19 janeiro 2024

Do slow e da identidade de género

Usemos a música A Whiter Shade of Pale (1967), dos Procol Harum, como exemplo para o argumento. 

Na altura em que terá chegado a Portugal, as músicas que se dançavam dividiam-se basicamente em ye ye (ou pop) e slow - umas eram mais agitadas e o par dançava separado, as outras eram mais lentas e o par dançava agarrado. Fruto de uma tradição cuja origem desconheço, mas que imagino antiga, nas músicas slow o comando estava atribuído implicitamente ao homem. Isto é, para o melhor e para o pior, era o homem que guiava a mulher. Ou, para me remeter a esse (meu) tempo, era o rapaz que conduzia a rapariga, competindo-lhe a ele marcar o ritmo, mostrar a versatilidade, o sentido de rotação da dança, a coreografia (que era, na verdade, paupérrima, pouco mais do que um ligeiro movimento corporal). Talvez lhe competisse a ele, na pureza dos anos 70, a tomar a iniciativa de uma maior aproximação dos corpos.

Estou em crer que a música slow (ou qualquer outra música em que o par dança agarrado) tem tendência para desaparecer, sobrevivendo nas verbenas, nas danças de salão e nalguns casamentos. A música slow, stricto sensu, caiu em desuso, porque me parece que também a música entre pares caiu em desuso. Hoje dança-se em grupo. 

O fim natural da música slow resolve um problema criado pela igualdade de género e, mais ainda, pelas novas teorias de identidade de género. Vejamos algumas situações:

1. Ainda é politicamente correcto entendermos que, ao dançar A Whiter Shade of Pale, cabe ao homem conduzir a mulher, ou vamos contra a igualdade de género? 

2. Se duas / dois homossexuais dançarem esta música, quem conduz quem? 

3. Se me acontecer estar dançar com uma pessoa do sexo feminino, mas que se identifica como sendo do género fluido, o que devo fazer? Perguntar primeiro e, nessa altura decidir se me atiro à pista, não vá ela entender ser um homem naquele momento?     
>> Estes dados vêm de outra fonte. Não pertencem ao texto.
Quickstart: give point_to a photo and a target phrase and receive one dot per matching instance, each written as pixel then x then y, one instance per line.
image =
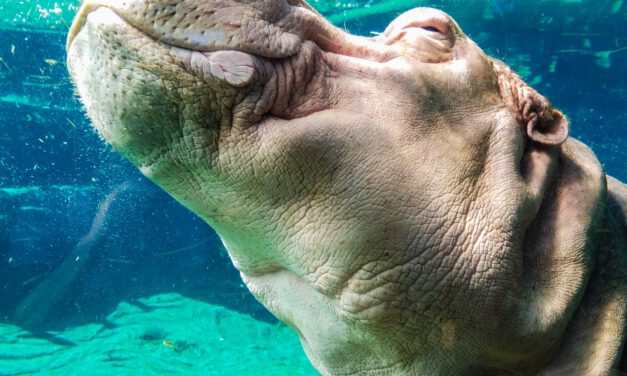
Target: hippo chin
pixel 407 204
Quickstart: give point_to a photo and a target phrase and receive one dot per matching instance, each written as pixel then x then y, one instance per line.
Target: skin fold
pixel 405 203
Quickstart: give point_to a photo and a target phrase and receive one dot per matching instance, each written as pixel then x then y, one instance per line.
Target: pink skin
pixel 407 204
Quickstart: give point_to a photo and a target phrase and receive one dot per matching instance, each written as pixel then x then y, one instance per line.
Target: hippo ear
pixel 538 119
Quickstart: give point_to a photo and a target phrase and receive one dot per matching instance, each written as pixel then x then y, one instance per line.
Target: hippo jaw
pixel 352 180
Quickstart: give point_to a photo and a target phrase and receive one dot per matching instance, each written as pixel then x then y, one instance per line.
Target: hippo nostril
pixel 432 29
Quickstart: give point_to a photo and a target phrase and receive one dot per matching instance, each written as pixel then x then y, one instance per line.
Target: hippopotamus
pixel 405 203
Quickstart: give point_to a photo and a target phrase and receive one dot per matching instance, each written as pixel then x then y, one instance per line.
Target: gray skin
pixel 405 203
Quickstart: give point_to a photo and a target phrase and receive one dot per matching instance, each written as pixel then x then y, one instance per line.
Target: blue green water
pixel 55 174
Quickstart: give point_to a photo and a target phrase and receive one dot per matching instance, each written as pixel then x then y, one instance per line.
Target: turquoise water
pixel 102 273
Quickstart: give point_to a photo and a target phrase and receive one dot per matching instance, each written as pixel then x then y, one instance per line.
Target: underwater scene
pixel 103 273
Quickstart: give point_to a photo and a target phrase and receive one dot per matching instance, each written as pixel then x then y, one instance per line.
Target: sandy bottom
pixel 166 334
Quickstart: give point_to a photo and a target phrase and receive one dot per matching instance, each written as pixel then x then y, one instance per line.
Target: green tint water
pixel 155 302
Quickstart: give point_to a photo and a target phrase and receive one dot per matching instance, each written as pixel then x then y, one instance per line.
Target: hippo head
pixel 405 203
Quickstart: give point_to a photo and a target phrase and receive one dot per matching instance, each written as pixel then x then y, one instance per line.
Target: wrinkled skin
pixel 405 203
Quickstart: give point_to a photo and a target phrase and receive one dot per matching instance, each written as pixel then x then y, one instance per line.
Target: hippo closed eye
pixel 407 204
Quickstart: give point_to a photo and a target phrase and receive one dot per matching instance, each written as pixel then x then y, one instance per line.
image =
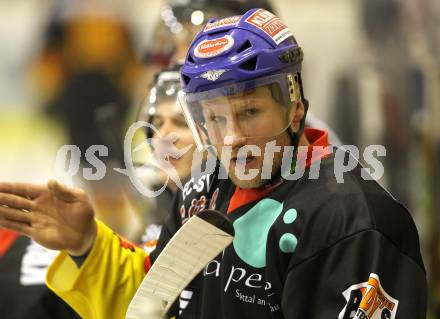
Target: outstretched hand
pixel 55 216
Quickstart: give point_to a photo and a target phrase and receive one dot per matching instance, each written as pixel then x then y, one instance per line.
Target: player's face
pixel 169 119
pixel 254 119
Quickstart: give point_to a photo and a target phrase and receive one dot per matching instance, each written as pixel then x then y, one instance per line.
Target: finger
pixel 16 215
pixel 63 192
pixel 14 201
pixel 16 226
pixel 22 189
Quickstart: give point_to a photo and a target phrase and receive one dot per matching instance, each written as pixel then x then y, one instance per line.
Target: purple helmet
pixel 252 58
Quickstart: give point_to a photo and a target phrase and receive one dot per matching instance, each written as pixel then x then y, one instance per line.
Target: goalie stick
pixel 195 244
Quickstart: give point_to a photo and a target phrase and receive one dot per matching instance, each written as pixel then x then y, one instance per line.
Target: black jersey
pixel 306 248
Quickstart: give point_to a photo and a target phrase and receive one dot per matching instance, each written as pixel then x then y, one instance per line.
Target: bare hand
pixel 53 215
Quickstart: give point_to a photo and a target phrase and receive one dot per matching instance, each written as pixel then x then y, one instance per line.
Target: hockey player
pixel 305 246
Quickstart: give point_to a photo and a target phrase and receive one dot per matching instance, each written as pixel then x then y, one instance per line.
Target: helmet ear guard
pixel 232 56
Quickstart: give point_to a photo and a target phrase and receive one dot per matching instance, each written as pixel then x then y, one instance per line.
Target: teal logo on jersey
pixel 252 229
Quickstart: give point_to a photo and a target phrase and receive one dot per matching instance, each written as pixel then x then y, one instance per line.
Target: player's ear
pixel 298 114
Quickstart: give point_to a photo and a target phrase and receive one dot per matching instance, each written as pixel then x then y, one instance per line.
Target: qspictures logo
pixel 293 161
pixel 368 300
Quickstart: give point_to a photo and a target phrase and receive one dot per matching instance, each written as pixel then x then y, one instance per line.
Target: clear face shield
pixel 260 108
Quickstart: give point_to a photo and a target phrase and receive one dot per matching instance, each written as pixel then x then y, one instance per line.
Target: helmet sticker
pixel 229 21
pixel 270 24
pixel 214 47
pixel 212 75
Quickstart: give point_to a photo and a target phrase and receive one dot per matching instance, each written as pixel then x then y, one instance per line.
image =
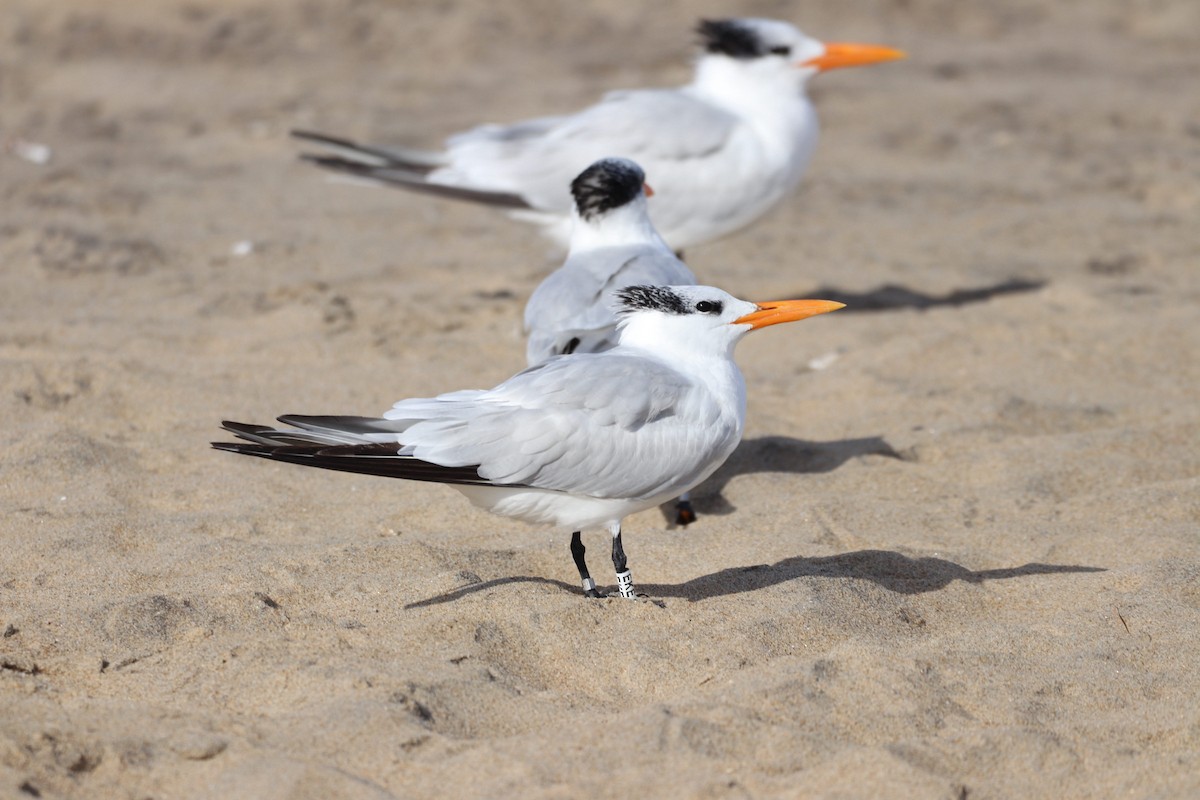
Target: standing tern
pixel 613 245
pixel 721 150
pixel 576 441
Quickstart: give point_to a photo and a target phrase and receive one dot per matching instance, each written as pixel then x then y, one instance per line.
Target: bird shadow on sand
pixel 892 571
pixel 777 455
pixel 892 296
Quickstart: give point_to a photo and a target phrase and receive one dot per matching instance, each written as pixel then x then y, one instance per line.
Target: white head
pixel 775 53
pixel 610 205
pixel 702 320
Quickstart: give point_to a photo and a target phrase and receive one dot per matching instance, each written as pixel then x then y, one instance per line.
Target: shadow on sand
pixel 777 455
pixel 892 296
pixel 893 571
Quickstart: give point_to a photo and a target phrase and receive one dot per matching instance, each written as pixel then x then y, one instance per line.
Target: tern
pixel 577 441
pixel 613 245
pixel 721 150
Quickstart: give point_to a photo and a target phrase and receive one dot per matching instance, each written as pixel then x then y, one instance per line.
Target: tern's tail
pixel 349 444
pixel 403 167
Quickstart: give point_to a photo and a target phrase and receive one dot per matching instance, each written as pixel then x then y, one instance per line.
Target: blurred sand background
pixel 957 555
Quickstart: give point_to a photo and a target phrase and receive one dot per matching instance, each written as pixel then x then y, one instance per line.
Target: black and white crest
pixel 607 184
pixel 732 37
pixel 653 299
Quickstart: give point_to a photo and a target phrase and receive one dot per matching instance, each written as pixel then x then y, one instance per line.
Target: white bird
pixel 576 441
pixel 613 245
pixel 721 150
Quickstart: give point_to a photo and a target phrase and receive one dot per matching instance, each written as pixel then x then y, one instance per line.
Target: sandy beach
pixel 957 555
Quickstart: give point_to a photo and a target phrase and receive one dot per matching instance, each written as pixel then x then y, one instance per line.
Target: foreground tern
pixel 613 245
pixel 576 441
pixel 721 150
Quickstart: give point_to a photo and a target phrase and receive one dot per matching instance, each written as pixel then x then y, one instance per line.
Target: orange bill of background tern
pixel 720 151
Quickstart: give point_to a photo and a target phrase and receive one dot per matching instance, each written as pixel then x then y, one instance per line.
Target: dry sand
pixel 961 560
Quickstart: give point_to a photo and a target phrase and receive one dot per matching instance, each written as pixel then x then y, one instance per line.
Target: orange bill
pixel 845 54
pixel 786 311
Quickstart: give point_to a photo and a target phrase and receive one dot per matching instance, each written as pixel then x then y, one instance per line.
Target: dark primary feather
pixel 383 459
pixel 731 37
pixel 652 299
pixel 415 181
pixel 607 184
pixel 365 152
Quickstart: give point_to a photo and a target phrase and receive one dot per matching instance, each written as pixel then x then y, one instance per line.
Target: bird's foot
pixel 625 584
pixel 684 513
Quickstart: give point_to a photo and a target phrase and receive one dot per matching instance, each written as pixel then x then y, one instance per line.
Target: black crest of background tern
pixel 732 37
pixel 631 299
pixel 606 185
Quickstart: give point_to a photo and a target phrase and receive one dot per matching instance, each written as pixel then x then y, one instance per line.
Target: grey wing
pixel 659 128
pixel 604 425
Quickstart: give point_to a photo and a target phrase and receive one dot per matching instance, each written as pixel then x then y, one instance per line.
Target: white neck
pixel 751 88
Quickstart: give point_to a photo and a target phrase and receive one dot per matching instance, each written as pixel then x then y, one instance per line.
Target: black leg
pixel 624 579
pixel 577 551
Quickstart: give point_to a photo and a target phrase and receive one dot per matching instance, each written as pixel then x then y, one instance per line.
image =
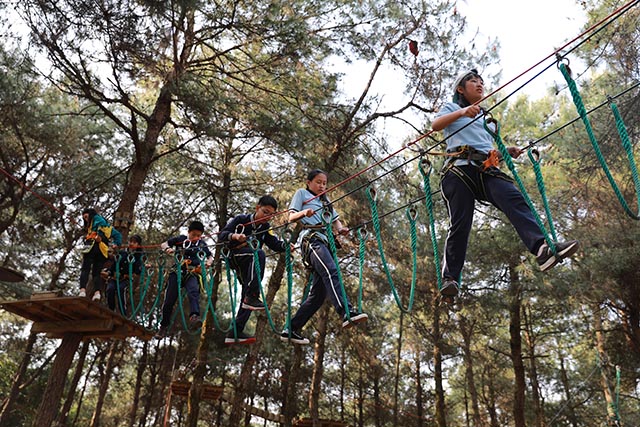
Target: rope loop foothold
pixel 425 164
pixel 253 243
pixel 373 193
pixel 560 59
pixel 287 235
pixel 534 155
pixel 326 216
pixel 362 232
pixel 225 251
pixel 412 212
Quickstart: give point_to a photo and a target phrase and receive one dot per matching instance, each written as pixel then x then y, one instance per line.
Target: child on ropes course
pixel 98 240
pixel 236 235
pixel 190 248
pixel 471 173
pixel 308 206
pixel 117 286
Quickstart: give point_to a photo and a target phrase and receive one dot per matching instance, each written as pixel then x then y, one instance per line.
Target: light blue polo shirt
pixel 301 202
pixel 474 135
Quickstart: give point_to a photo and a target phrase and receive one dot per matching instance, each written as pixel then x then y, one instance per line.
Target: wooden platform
pixel 56 316
pixel 209 392
pixel 308 422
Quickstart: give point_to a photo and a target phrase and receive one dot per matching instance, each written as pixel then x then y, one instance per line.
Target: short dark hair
pixel 460 82
pixel 196 225
pixel 315 172
pixel 268 200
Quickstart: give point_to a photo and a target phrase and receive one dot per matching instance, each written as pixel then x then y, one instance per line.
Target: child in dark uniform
pixel 469 176
pixel 308 206
pixel 99 238
pixel 115 287
pixel 236 234
pixel 190 247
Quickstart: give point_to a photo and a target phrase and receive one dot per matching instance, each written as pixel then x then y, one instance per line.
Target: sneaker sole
pixel 570 250
pixel 294 340
pixel 551 262
pixel 252 308
pixel 196 325
pixel 360 318
pixel 555 259
pixel 232 341
pixel 450 291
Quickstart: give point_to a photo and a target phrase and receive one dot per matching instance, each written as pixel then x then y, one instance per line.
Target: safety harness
pixel 487 163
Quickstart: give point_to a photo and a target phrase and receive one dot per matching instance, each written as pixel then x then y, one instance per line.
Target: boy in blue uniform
pixel 115 287
pixel 236 234
pixel 470 175
pixel 308 206
pixel 190 247
pixel 98 240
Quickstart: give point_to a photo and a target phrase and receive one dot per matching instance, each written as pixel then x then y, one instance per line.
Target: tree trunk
pixel 62 417
pixel 318 364
pixel 55 385
pixel 419 391
pixel 142 362
pixel 612 413
pixel 17 380
pixel 466 330
pixel 244 385
pixel 377 399
pixel 104 383
pixel 151 388
pixel 491 397
pixel 564 378
pixel 290 407
pixel 441 419
pixel 515 305
pixel 533 369
pixel 396 379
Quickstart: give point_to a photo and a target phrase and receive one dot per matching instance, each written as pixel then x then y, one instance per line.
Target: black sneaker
pixel 450 287
pixel 546 258
pixel 252 303
pixel 295 338
pixel 194 321
pixel 240 338
pixel 353 319
pixel 162 333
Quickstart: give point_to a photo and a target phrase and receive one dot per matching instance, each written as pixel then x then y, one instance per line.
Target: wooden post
pixel 50 403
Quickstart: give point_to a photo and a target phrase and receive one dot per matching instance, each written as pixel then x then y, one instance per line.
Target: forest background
pixel 178 110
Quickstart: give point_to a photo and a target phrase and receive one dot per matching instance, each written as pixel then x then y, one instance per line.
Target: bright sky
pixel 527 31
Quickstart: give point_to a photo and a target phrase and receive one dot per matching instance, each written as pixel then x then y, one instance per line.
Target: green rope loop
pixel 253 244
pixel 507 159
pixel 362 237
pixel 327 220
pixel 376 226
pixel 577 100
pixel 534 157
pixel 426 168
pixel 286 237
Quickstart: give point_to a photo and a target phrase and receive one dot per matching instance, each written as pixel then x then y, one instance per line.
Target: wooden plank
pixel 77 314
pixel 93 325
pixel 308 422
pixel 209 392
pixel 46 295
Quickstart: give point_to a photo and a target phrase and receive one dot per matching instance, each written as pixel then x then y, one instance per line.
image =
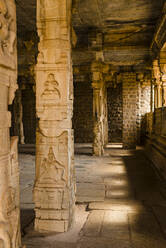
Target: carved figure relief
pixel 51 91
pixel 51 170
pixel 9 221
pixel 7 35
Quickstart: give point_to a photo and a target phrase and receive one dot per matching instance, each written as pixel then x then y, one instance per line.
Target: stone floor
pixel 121 203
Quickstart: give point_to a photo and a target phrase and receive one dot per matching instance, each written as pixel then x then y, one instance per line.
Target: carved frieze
pixel 52 171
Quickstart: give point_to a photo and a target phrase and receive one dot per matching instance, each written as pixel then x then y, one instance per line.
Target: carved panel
pixel 7 34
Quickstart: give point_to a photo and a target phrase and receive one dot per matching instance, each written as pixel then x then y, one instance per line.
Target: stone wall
pixel 115 113
pixel 145 106
pixel 130 97
pixel 29 115
pixel 83 112
pixel 155 142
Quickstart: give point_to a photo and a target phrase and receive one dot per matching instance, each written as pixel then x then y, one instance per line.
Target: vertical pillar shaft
pixel 130 92
pixel 9 173
pixel 54 190
pixel 164 93
pixel 99 110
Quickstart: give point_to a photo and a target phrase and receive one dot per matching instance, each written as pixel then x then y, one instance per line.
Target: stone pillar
pixel 9 173
pixel 130 92
pixel 99 109
pixel 163 76
pixel 54 189
pixel 158 85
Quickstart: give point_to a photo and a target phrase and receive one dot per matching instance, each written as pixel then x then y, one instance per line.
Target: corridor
pixel 121 203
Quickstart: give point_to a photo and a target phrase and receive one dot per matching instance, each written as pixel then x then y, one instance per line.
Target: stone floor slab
pixel 93 225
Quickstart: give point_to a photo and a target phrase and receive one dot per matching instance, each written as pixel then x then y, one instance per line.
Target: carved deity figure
pixel 9 221
pixel 7 35
pixel 51 92
pixel 52 170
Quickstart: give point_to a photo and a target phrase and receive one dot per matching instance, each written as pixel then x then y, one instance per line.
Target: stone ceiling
pixel 123 29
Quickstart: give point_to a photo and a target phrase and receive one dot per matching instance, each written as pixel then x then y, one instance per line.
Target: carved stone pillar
pixel 9 173
pixel 99 109
pixel 158 85
pixel 54 190
pixel 163 76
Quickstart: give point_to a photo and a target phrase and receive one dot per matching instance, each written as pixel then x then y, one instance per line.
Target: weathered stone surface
pixel 144 227
pixel 93 224
pixel 98 242
pixel 115 225
pixel 88 192
pixel 118 205
pixel 54 187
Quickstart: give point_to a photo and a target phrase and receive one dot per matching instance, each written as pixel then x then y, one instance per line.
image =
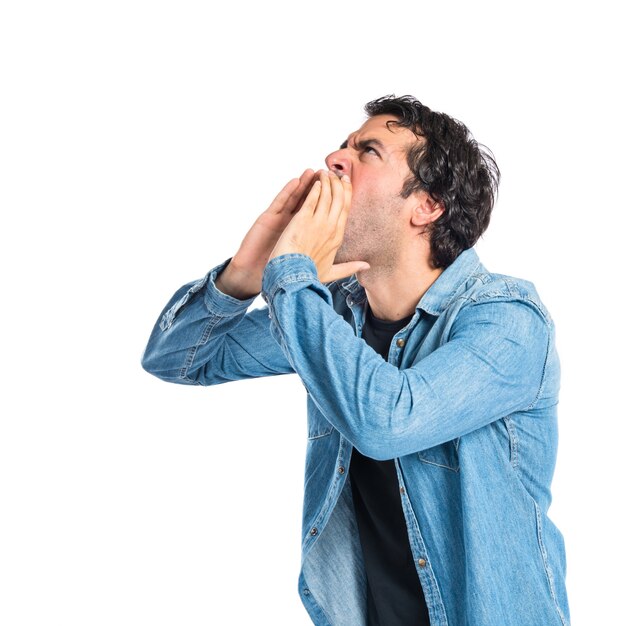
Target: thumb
pixel 343 270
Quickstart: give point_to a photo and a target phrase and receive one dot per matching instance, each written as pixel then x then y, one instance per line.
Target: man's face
pixel 375 159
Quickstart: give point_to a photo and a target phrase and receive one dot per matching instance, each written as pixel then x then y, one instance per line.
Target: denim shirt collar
pixel 440 293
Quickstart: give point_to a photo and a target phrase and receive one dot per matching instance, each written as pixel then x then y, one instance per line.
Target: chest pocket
pixel 445 455
pixel 318 425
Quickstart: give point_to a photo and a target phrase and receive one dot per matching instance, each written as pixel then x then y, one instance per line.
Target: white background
pixel 139 140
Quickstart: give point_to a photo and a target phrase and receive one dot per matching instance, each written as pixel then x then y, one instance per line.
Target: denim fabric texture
pixel 465 405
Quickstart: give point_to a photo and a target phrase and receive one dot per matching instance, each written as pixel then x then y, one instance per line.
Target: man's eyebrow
pixel 364 143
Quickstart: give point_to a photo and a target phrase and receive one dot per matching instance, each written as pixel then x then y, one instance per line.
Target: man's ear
pixel 426 210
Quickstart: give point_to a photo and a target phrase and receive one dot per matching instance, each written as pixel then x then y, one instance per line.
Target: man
pixel 432 384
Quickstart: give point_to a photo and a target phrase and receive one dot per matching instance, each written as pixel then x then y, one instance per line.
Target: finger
pixel 336 206
pixel 282 200
pixel 325 198
pixel 347 201
pixel 306 183
pixel 343 270
pixel 312 198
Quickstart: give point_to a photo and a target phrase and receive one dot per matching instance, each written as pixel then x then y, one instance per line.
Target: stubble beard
pixel 370 236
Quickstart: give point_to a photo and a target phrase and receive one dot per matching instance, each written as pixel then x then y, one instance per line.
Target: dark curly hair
pixel 452 168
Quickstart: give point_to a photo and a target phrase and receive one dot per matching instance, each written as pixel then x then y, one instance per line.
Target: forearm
pixel 387 412
pixel 206 337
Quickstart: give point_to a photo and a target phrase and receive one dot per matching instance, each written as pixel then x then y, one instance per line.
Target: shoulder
pixel 489 288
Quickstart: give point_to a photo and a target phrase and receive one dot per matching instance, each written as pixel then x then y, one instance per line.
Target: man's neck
pixel 393 294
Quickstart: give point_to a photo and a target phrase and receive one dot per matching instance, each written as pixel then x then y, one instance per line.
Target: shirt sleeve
pixel 206 337
pixel 491 366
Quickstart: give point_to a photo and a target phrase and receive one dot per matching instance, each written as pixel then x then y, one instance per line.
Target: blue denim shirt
pixel 465 405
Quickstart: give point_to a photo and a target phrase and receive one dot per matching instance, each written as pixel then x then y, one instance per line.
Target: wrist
pixel 237 282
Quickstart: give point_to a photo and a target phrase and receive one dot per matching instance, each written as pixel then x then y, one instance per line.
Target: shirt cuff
pixel 219 302
pixel 287 268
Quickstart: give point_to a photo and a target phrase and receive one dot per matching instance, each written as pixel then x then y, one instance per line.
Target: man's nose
pixel 339 162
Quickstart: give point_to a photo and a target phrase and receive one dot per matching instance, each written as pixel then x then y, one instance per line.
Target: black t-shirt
pixel 394 592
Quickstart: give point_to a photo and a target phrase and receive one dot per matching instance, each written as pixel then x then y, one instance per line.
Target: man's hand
pixel 242 277
pixel 317 229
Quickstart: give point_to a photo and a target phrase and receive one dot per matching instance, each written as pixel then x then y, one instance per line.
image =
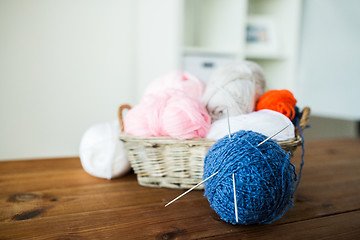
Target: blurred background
pixel 66 65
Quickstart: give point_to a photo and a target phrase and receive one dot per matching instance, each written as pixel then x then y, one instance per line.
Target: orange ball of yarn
pixel 282 101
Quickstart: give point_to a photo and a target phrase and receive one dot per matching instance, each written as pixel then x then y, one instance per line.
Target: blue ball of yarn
pixel 264 178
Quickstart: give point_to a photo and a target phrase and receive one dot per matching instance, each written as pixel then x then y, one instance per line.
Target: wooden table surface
pixel 56 199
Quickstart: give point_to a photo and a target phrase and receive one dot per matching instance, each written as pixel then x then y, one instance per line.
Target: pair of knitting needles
pixel 233 175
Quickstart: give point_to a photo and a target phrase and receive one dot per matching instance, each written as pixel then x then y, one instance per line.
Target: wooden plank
pixel 340 226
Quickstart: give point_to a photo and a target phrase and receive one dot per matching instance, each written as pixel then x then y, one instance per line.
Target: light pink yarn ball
pixel 178 80
pixel 144 120
pixel 171 114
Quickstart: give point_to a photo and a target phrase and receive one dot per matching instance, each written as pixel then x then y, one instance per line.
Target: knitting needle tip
pixel 274 134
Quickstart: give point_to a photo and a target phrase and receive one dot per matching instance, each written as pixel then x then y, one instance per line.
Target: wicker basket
pixel 173 163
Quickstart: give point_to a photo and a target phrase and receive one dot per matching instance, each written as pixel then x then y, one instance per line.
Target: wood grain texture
pixel 56 199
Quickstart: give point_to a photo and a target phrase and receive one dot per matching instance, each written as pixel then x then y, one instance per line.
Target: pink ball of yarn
pixel 185 118
pixel 178 80
pixel 170 114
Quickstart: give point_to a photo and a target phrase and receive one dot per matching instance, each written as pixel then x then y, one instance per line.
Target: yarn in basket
pixel 264 178
pixel 235 87
pixel 265 121
pixel 178 80
pixel 171 113
pixel 101 153
pixel 282 101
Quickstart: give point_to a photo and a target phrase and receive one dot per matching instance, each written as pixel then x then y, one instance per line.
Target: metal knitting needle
pixel 273 135
pixel 190 189
pixel 235 202
pixel 227 111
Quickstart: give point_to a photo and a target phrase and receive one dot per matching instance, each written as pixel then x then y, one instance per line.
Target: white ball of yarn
pixel 102 154
pixel 266 122
pixel 235 87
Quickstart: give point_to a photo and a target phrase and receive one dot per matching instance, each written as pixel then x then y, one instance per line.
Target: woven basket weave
pixel 172 163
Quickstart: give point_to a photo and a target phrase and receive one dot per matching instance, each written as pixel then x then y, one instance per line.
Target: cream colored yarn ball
pixel 102 154
pixel 235 87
O fim do slow foi providencial. Já basta a crise da habitação, da dependência dos ecrãs, da virtualidade de tudo e da carga fiscal para atirar a civilização para um momento de crise. Não queremos, além disso, remeter a dança a dois - uma coisa tão interessante e tão fora de moda, infelizmente - para uma espécie de complicação adicional que suscite atritos entre pessoas que, no fundo no fundo, só queriam um contacto humano durante 4 minutos.